Our data did not confirm that lack of prescription for OAC at discharge was due to physicians’ fear of bleeding, and neglecting the thromboembolic risk. In multivariable logistic regression analysis a trend for an association of OACs prescription with the higher total score of CHA2DS2-VASc scale was noticed, whereas the HAS-BLED score did not correlate negatively with that. Contrary to Diez-Manglano and co-workers findings [32], OACs were recommended significantly more frequently in patients with peripheral artery disease in our study, but other cardiovascular diseases were not connected with the OACs prescription at discharge.

Severe frailty was observed in 29.5% of the study group, significantly more frequently in the no-OAC group, and severe frailty and anemia were the independent negative determinants of OAC prescription at discharge when adjusted for albumin level < 35 g/L, HAS-BLED ≥ 3 and CHA2DS2-VASc score. A systematic review on frailty in hospitalized older patients with AF and the use of oral anticoagulation confirmed, that the prevalence of frailty syndrome is high, and frail older patients are significantly less likely to receive OACs [33]. Older patients’ treatment, especially in the advanced age, is generally complicated by many concomitant factors, including adherence, cognitive deterioration, multimorbidity, requiring multiple concomitant medications (with an increased risk of drug interactions and adverse effects), renal impairment, risk of falling, involvement of caregivers, and patient-physician relationship.
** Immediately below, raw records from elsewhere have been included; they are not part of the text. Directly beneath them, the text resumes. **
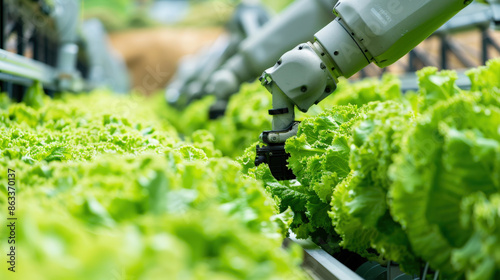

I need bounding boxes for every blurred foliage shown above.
[83,0,157,31]
[83,0,293,31]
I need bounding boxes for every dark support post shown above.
[10,18,26,102]
[439,36,449,69]
[0,0,8,93]
[481,29,489,65]
[407,50,417,72]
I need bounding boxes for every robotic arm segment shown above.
[255,0,472,180]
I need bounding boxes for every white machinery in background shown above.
[0,0,129,100]
[166,0,500,117]
[255,0,499,180]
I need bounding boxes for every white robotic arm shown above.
[255,0,472,180]
[204,0,338,117]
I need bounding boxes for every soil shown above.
[110,28,223,94]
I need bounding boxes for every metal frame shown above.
[0,0,57,101]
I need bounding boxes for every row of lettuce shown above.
[0,60,500,279]
[235,60,500,279]
[0,85,304,280]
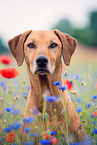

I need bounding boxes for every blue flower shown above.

Underuse of OACs is almost never ascribable to a single geriatric condition or factor, but rather to a combination of barriers [34]. We generally agree with the opinion expressed by Pati and colleagues, that despite that logical considerations and evidence-base data related to the reduced bleeding risk of NOACs make these drugs the anticoagulant agents of choice in frail patients, in the setting of the frail older patients an individualized approach should be taken, taking into consideration the risk of thromboembolic and bleeding events, other comorbidities and patient-related factors, rather than a generalized “one drug fits all” approach [35]. Also each NOAC comes with its own unique advantages and safety profile, so a personalized case by case approach should be adopted to decide on the appropriate anticoagulation regimen for older patients after weighing the overall risks and benefits of therapy [36, 37]. Besides, according to some observations, NOAC prescribing in older patients with NVAF frequently fell short of quality standards, and interventions to enhance the quality of NOAC prescribing in this high-risk population are needed [38, 39].
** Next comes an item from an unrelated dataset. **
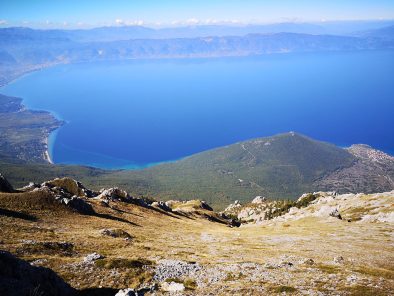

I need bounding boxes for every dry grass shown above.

The strength of our study is that it included very frail older patients with a large disability burden, patients who usually were excluded from most clinical trials. The study was not based on administrative claims data—the health and functional assessment performed within comprehensive geriatric assessment was multidimensional, allowing for the more in-depth analysis of health and functional determinants of anticoagulant therapy.
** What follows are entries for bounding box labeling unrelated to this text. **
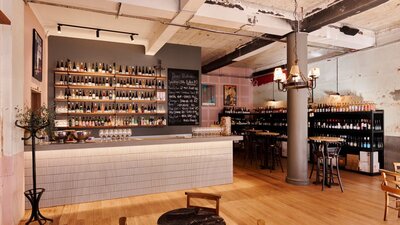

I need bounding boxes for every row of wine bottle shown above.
[56,75,165,89]
[254,106,287,114]
[56,60,157,76]
[56,102,165,113]
[224,107,250,114]
[314,133,384,148]
[56,88,165,101]
[312,102,376,112]
[314,119,382,130]
[68,116,167,127]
The study has got some limitations, which should be mentioned. First of all, it was performed not in a sample randomly selected from the general population of older people, so the results can be generalized for the patients of the similar settings only. The study sample was mid-sized, and a larger number of patients would have strengthened the results. As it was a secondary analysis of data previously collected some limitations resulted from that (some data was not available, as indicated in tables; classification of AF was not listed nor was the duration of disease; patient’s/carer’s and provider’s preferences were not fully captured; we were not able to attribute treatment decisions directly to the presence or absence of measured contraindications).

Conclusions

Our data revealed the underuse of anticoagulation in older patients with AF admitted to the geriatric ward—only 3/5 of them were taking OACs at admittance. Hospitalization had enabled significant improvement in compliance with the NVAF anticoagulant guidelines, and this was mainly due to the increase in prescriptions for NOACs, although it was limited by patient’s frailty status and anemia diagnosis.